Pilgrim’s Pride CEO indicted for chicken price fixing

Crime

The CEO of Pilgrim’s Pride is one of four current and former chicken company executives indicted Wednesday on charges of price-fixing.

The U.S. Department of Justice said a federal grand jury in Colorado found that executives from Colorado-based Pilgrim’s Pride and Georgia-based Claxton Poultry conspired to fix prices and rig bids for broiler chickens from at least 2012 to 2017.

Pilgrim’s Pride President and CEO Jayson Penn was charged, along with former Pilgrim’s Pride Vice President Roger Austin. Claxton Poultry President Mikell Fries and Vice President Scott Brady also were charged.

The charges were the first in a long-running investigation into price-fixing in the chicken industry. Broiler chickens are chickens raised for human consumption and sold to grocery stores and restaurants. Claxton’s customers include Chick-fil-A.

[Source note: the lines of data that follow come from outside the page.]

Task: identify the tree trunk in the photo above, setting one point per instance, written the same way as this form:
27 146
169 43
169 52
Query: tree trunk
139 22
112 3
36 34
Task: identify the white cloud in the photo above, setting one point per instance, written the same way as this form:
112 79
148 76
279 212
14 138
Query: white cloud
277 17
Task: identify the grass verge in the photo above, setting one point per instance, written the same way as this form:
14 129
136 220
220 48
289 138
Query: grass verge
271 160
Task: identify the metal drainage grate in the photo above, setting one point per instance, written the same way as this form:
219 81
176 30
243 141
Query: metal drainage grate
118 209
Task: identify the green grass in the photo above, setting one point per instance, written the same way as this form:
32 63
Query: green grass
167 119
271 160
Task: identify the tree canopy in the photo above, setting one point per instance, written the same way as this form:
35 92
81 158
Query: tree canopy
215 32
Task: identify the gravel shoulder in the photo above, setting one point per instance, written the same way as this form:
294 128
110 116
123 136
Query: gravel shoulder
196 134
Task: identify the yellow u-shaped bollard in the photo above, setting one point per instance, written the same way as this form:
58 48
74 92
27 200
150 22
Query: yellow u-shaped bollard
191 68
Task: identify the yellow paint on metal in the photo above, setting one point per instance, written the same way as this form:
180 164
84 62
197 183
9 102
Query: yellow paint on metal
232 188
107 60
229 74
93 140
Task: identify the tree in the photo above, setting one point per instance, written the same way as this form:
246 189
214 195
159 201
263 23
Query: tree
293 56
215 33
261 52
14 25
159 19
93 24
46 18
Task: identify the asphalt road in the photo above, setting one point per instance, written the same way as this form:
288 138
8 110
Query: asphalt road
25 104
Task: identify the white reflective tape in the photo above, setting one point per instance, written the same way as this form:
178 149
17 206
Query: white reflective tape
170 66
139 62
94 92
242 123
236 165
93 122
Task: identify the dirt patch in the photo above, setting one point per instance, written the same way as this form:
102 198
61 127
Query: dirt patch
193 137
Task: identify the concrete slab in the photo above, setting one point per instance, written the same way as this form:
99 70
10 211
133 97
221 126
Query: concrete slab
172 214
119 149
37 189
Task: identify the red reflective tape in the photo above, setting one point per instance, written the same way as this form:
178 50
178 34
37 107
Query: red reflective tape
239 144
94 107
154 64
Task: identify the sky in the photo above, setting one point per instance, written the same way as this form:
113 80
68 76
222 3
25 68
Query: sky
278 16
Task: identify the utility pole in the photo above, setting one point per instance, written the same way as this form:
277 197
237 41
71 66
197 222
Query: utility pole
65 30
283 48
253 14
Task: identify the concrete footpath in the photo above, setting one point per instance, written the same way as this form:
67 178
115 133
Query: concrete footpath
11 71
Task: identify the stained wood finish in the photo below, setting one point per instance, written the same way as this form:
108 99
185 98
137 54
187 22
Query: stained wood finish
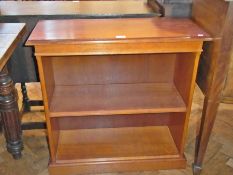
228 89
10 34
115 94
215 16
123 30
80 8
112 144
115 99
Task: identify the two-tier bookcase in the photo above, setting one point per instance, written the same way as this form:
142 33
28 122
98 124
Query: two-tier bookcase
117 92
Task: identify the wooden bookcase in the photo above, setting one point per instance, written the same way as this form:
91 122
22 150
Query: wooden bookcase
117 92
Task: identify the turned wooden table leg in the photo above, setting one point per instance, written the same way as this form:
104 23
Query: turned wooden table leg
207 123
26 102
10 115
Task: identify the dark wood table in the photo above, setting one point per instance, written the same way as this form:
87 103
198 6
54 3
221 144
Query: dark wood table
216 17
10 35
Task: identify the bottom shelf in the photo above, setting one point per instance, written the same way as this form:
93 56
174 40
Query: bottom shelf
115 144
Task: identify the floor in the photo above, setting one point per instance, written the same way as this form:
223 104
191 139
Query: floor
218 160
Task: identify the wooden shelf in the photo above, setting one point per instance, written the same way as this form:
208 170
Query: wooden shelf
85 100
109 144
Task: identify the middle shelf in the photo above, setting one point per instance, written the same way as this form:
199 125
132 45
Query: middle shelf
113 99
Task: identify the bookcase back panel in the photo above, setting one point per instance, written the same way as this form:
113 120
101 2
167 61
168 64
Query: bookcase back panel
110 69
115 121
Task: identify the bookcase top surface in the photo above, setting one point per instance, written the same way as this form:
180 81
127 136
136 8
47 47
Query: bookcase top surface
115 30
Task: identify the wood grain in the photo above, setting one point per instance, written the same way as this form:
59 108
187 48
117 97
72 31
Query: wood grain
115 144
110 75
115 99
81 30
79 8
10 34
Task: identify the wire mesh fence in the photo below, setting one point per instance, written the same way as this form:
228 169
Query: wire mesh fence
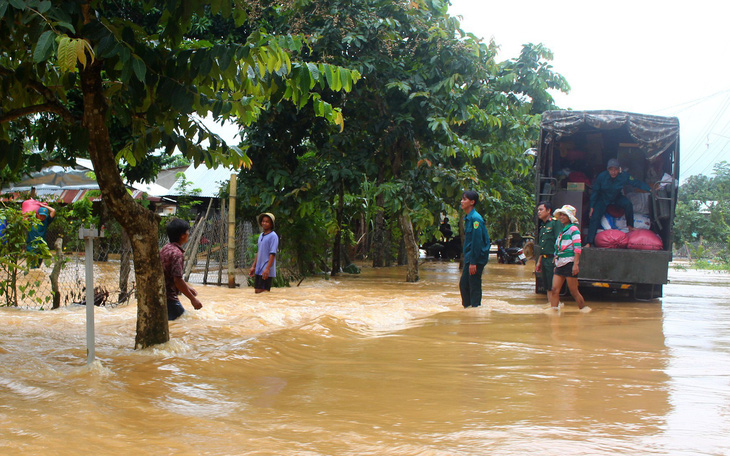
61 280
703 251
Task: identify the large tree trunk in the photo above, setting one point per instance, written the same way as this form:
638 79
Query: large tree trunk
141 224
409 239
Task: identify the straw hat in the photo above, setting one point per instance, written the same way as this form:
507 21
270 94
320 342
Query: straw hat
567 210
271 216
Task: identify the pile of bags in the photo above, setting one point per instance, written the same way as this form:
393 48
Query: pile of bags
637 239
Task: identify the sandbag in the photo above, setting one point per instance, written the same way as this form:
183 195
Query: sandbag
644 240
642 222
611 239
30 205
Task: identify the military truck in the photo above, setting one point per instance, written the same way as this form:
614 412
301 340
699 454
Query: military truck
574 147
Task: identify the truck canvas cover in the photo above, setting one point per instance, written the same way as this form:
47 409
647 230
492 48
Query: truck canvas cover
654 134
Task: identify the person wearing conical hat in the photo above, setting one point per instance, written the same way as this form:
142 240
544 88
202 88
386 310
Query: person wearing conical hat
263 269
567 258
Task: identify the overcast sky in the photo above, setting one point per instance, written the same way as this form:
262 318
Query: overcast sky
669 58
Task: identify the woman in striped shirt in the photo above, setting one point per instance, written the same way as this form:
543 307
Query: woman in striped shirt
567 257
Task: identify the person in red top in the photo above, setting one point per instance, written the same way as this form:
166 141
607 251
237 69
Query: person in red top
173 259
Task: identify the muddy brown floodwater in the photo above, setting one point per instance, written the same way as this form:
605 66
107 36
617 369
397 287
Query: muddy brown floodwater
370 365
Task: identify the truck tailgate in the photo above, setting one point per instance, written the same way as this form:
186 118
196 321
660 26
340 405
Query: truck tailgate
624 265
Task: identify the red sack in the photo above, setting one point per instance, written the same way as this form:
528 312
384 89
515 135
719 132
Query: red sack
644 240
611 239
30 205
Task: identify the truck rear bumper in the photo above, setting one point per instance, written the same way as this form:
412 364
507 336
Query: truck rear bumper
624 266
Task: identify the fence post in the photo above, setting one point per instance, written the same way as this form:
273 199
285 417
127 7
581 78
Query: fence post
232 233
88 235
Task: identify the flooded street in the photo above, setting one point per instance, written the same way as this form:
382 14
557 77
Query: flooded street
370 365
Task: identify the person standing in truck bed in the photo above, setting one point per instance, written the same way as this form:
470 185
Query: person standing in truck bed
608 189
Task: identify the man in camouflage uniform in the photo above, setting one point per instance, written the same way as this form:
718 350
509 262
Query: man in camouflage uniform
549 231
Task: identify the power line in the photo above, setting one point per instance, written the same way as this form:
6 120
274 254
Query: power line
694 149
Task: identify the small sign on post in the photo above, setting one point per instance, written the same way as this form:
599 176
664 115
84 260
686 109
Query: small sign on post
88 235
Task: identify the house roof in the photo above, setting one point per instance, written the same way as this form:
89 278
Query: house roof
70 184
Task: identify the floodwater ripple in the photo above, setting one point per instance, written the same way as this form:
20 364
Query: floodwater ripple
368 364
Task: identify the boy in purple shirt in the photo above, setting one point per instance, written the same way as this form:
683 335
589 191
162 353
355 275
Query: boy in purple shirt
264 265
172 257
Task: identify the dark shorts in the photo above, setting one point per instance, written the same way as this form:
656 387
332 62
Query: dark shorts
174 309
547 271
565 271
260 284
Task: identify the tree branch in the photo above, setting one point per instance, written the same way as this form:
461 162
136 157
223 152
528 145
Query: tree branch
51 105
36 109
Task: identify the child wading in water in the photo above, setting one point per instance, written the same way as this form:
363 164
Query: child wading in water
264 265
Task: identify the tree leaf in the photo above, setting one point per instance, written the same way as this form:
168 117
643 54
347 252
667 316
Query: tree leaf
140 69
66 54
44 6
44 47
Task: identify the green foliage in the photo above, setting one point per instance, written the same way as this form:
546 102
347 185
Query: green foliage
703 208
16 258
433 115
164 66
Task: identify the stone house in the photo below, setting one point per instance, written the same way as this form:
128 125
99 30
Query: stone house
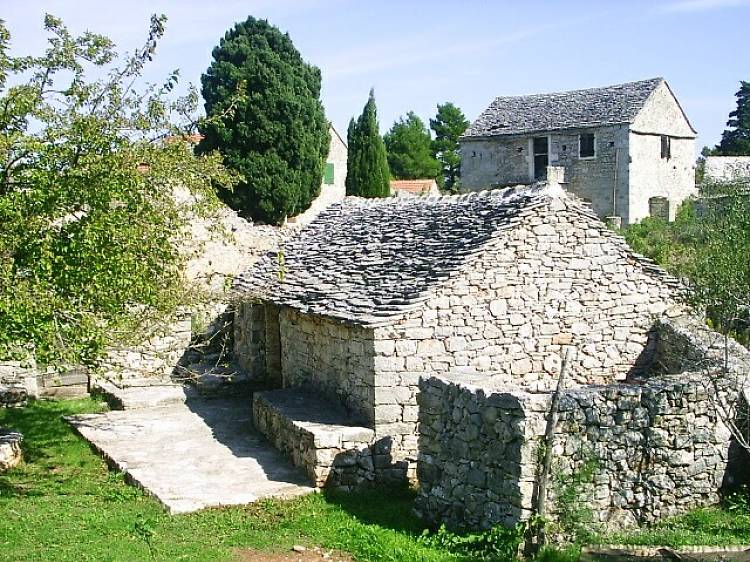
333 188
628 150
414 188
375 294
722 169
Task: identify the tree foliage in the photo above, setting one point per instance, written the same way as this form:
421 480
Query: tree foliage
89 226
277 135
367 172
710 250
449 124
735 141
409 149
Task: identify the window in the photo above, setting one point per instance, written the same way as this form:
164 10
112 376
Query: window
328 174
658 207
587 145
666 147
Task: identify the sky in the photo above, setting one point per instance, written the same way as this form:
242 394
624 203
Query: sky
417 54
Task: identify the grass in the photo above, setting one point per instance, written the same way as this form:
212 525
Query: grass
63 504
715 526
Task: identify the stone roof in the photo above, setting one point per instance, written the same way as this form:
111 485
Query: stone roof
369 261
563 110
416 187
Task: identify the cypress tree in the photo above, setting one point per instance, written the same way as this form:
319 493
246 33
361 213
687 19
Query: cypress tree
448 125
735 141
274 133
367 165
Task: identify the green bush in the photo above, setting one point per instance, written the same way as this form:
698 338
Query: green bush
275 134
89 225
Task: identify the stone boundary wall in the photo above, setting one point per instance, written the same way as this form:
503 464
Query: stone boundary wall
655 449
330 358
154 358
18 383
558 279
331 455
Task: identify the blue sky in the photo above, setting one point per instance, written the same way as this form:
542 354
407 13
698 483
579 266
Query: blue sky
417 54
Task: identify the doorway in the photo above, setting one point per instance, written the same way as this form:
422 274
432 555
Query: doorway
541 158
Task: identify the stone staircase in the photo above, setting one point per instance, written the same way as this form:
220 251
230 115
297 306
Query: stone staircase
317 436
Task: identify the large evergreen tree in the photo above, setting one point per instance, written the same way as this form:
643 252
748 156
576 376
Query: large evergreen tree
409 148
367 166
276 134
735 141
448 125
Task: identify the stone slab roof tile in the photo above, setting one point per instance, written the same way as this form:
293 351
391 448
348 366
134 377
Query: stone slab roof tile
563 110
367 261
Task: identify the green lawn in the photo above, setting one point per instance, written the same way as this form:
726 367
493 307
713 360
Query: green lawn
63 504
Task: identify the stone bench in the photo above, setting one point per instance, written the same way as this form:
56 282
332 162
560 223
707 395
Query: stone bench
317 436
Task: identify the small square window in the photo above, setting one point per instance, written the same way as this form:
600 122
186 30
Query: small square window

“Particularly in times of global crisis, the (Justice Department’s antitrust) division remains committed to prosecuting crimes intended to raise the prices Americans pay for food,” Assistant Attorney General Makan Delrahim said in a statement.

The executives could each face 10 years in prison and a $1 million fine.

Pilgrim’s Pride Corp. shares tumbled 11% Wednesday afternoon. Shares for other chicken producers, including Tyson Foods, were also down.